New tool to help analyse 'big data' faster
Scientists have developed a new tool that speeds the analysis of data sets that are so large and complex they would take days or weeks to analyse on a single workstation.
Washington: Scientists have developed a new tool that speeds the analysis of data sets that are so large and complex they would take days or weeks to analyse on a single workstation.
In an age of "big data," a single computer cannot always find the solution a user wants. Computational tasks must instead be distributed across a cluster of computers that analyse a massive data set together, researchers said.
New technologies for monitoring brain activity are generating unprecedented quantities of information. That data may hold new insights into how the brain works - but only if researchers can interpret it.
To help make sense of the data, neuroscientists can now harness the power of distributed computing with Thunder, a library of tools developed at the Howard Hughes Medical Institute's Janelia Research Campus.
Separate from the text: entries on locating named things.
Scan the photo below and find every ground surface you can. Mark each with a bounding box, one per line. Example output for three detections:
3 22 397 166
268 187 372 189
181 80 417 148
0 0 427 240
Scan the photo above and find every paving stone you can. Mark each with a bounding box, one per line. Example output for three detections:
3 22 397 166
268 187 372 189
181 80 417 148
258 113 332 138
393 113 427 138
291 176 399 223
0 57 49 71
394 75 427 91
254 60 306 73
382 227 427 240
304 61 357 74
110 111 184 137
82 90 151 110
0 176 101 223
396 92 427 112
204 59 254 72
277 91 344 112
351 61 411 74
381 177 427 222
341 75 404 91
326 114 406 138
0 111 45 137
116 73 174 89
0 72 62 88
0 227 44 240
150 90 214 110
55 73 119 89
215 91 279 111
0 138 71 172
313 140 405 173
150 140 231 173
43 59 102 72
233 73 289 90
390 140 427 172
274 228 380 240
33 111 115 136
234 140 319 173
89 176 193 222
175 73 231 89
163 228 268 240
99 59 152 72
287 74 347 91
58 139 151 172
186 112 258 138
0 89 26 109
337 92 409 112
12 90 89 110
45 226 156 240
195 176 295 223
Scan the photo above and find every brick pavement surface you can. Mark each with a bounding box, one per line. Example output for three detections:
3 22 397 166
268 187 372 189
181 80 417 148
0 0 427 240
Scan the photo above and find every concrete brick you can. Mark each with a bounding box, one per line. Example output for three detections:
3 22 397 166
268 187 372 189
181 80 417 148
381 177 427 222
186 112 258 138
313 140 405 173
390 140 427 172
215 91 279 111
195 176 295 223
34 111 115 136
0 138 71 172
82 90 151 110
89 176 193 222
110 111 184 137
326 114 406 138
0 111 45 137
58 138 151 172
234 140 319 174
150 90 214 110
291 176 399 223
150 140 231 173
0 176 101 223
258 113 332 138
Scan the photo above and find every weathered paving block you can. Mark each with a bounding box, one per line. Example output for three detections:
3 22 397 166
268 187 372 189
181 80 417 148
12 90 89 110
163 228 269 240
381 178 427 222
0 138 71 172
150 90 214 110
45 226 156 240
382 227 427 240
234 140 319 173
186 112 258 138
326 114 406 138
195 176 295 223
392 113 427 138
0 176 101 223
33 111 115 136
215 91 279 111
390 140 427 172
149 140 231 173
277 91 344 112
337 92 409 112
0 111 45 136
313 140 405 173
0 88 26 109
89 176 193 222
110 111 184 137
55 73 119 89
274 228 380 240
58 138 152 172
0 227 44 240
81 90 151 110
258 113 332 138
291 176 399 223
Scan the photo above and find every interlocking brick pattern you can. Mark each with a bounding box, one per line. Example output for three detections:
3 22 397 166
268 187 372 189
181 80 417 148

Thunder speeds the analysis of data sets that are so large and complex they would take days or weeks to analyse on a single workstation ? if a single workstation could do it at all, researchers said.
Group leaders Jeremy Freeman, Misha Ahrens, and colleagues at Janelia and the University of California, Berkeley, used Thunder to quickly find patterns in high-resolution images collected from the brains of active zebra-fish and mice with multiple imaging techniques.
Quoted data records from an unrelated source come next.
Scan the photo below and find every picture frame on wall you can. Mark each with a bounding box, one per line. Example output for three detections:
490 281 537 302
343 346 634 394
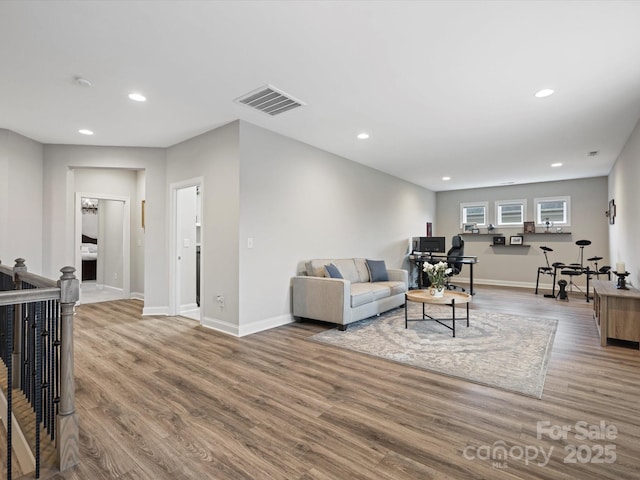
524 222 536 233
493 235 505 245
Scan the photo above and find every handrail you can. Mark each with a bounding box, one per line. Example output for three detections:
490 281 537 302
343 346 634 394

They have used Thunder to analyse imaging data from a new microscope that Ahrens and colleagues developed to monitor the activity of nearly every individual cell in the brain of a zebrafish as it behaves in response to visual stimuli.
Researchers can find everything they need to begin using the open source library of tools.
New microscopes are capturing images of the brain faster, with better spatial resolution, and across wider regions of the brain than ever before.
Yet all that detail comes encrypted in gigabytes or even terabytes of data. On a single workstation, simple calculations can take hours.
"For a lot of these data sets, a single machine is just not going to cut it," Freeman said.
It's not just the sheer volume of data that exceeds the limits of a single computer, Freeman and Ahrens say, but also its complexity.
"When you record information from the brain, you don't know the best way to get the information that you need out of it. Every data set is different. You have ideas, but whether or not they generate insights is an open question until you actually apply them," said Ahrens.
The research was published in the journal Nature Methods.